Same, mines usually doesn't like pooping in her her enclosure. She will scratch at the doors to be let out to use the bathroom. A warm bath always help my tegu poop when she is being difficult.


----------



## herpgirl2510 (Jul 3, 2011)

Tonka scratches to get out he goes everyday. Chevy my 1 year old extreme goes in his cage he is still adjusting to his life here and is still to nervous to let me handle him.


----------



## Bubblz Calhoun (Jul 3, 2011)

_Depending on what they eat and how often,.. they could poop any where from 2 or 3 times in one day to once every few days._


----------



## Frankie.d (Jul 3, 2011)

Thanks guys ya I dug around today and didn't notice a poop but I have seen her pee in there. Weird but cool shows the intelligence of the tegu she wants her house clean. My beardy use to poop everywhere dirty little bugger. On a sibe note does anyone know where I can buy a good leash for her online?


----------



## reptastic (Jul 3, 2011)

How big is she? You should be able to use a ferret or small dog harness/leash from a petshop


----------



## orchetect (Jul 3, 2011)

If you're using a "litter box" do you actually use cat litter?

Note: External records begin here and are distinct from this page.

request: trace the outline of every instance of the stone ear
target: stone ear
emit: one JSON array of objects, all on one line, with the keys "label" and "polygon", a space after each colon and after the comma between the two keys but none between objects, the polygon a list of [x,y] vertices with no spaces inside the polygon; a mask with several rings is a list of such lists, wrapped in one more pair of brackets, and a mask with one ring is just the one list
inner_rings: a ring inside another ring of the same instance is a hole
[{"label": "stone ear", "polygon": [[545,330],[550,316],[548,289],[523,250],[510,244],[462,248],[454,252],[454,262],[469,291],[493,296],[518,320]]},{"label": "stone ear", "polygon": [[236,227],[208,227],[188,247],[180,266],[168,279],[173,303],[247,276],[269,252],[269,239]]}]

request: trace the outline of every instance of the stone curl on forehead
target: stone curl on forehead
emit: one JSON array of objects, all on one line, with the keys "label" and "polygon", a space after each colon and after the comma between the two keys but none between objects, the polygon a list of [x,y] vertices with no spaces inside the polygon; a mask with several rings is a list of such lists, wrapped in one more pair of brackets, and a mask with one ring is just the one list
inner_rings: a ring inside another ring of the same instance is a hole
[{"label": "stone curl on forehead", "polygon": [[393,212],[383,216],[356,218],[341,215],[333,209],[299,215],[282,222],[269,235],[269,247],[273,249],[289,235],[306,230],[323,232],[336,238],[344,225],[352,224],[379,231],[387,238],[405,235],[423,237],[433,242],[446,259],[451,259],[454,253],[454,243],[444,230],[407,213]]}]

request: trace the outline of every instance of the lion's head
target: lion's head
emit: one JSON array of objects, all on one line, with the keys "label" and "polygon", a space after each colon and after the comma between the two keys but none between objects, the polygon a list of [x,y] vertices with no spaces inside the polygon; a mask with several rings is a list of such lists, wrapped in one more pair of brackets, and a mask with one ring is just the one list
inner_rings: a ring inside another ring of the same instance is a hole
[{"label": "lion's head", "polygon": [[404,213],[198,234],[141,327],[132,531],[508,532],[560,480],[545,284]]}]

And do you have to usher the tegu into the box or is it possible that they could be trained to find their own way to a litter box and use it if let out to roam?


----------



## Diesel (Jul 3, 2011)

haha no its not like a cat. I just take out by lizard every day or every other day depending on how he is acting and put him in a box and in about ten minutes he is all done and ready to get back to his life. Its not a box but more of a plastic bin. I'm sure he would not recognize it if i just left it out. He would probably go on my floor (has done a few times >=/!) since its plastic i just run water through it to disinfect it and ta duh. It's much better than cleaning out his cage


----------